L’hôtel vaut déjà le détour, avec un puits d’espace qu’on n'aurait osé imaginer à cet endroit, des ascenseurs à l’américaine. Le restaurant est au fond, entouré d’un cours d’eau artificiel où naviguent des poissons qui doivent être bien heureux d’être à cette place et non en cuisine. Et puis nous voici dans le lieu. Sans doute le point faible du restaurant pour l'obtention d’une troisième étoile Michelin. Dans un hôtel moderne d’un grand centre ville pas évident que le lieu s’y prête naturellement. On reste dans des espaces plutôt géométriques et logiques, même si les concepteur et décorateur se sont donnés du mal. La décoration est sobre. Il y a de l’espace, en revanche pas de fenêtres.
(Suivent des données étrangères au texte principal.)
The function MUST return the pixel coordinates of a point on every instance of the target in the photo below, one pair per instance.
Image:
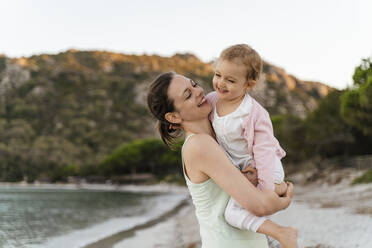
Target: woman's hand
(281, 188)
(289, 193)
(251, 174)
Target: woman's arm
(202, 154)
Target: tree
(356, 108)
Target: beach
(326, 215)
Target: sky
(319, 40)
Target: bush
(365, 178)
(141, 156)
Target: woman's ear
(173, 117)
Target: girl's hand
(251, 174)
(290, 190)
(281, 188)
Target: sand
(326, 216)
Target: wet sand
(326, 215)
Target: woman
(180, 106)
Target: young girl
(243, 128)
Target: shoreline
(326, 214)
(134, 188)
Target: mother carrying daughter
(243, 128)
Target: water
(31, 217)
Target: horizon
(155, 54)
(312, 41)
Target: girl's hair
(159, 104)
(248, 56)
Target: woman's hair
(159, 104)
(246, 55)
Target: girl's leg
(240, 218)
(287, 236)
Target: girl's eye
(188, 96)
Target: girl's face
(188, 98)
(229, 80)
Ca s’affaire autour de nous, ça défile, nous sommes dans l’axe de la sortie de cuisine, dommage, du coup on voit l’effectif, ça défile, j’aurais tendance à dire à manquer de discrétion mais ma vue directe sur l’entrée des cuisines explique cela. A part ce point particulier, très professionnel, présent, pas d’erreurs, on est dans la haute exigence.
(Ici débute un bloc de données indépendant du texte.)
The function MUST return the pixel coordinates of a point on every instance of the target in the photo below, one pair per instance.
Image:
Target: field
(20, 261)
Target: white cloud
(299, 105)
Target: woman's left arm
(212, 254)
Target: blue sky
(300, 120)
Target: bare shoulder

Et le repas, le plus important tout de même. Cela restera un grand souvenir, une extrêmement belle expérience, plein d’inattendus, de finesse, de goûts, de techniques et de chaleur. Pour goûter l’expérience à fond, nous sommes partis sur le menu dégustation, nous faisant certes passer à côté des quelques grande références présentes seulement à la carte comme le homard bleu à la presse. Mais aucune déception sur notre choix. Commençons par les délicatesses qui plantent le décor. Le Sea Grill est donc un restaurant où la mer est à l’honneur, mais ces plats ont une modernité d’alliances, d’influences notamment asiatiques, de contrastes, saisissants. Les sens sont en éveil dès le début, le sucré, l’acide, l’amer se jouent de nous. Ils se croisent, se répondent, se quittent, se retrouvent pour exploser en bouche. La Daurade Coryphène à l’eau d’Huîtres, Saké, Yuzu (agrume asiatique), Wakamé (algue), … annonce le ton de la complexité, de la finesse. Les papilles vont bien. L’explosion fut pour moi les Langoustines, Carottes, Piment, Fruit de la passion, Caramel, Cacahuète, Sésame et une sauce magistrale. Il y avait tout dans ce plat. Le Saint-Pierre (photo) suivant, avec encornet, ail d’ourse, citron confit et Chorizo, traité comme une viande, avec la chaleur de la sauce était tout en force, impressionnant. Vint la viande avec le veau, tout de même, on sait aussi bien les cuire ici même si on n’oubliera pas de les associer avec une béarnais de Homard et cèpes, excellente.
Les desserts étaient très élégants, frais et goûteux. Avec tout cela certaines trouvailles du sommelier valent le détour comme ce Viré-Clessé du Domaine Guillemot-Michel qui fut la meilleure découverte (en association avec le Saint-Pierre). A la fin l’amabilité du service nous convia à un tour des cuisines, où dernier service de la semaine oblige, l’ambiance était à la fête. Un grand moment, et la logique voudrait que ce restaurant obtienne très vite sa troisième étoile.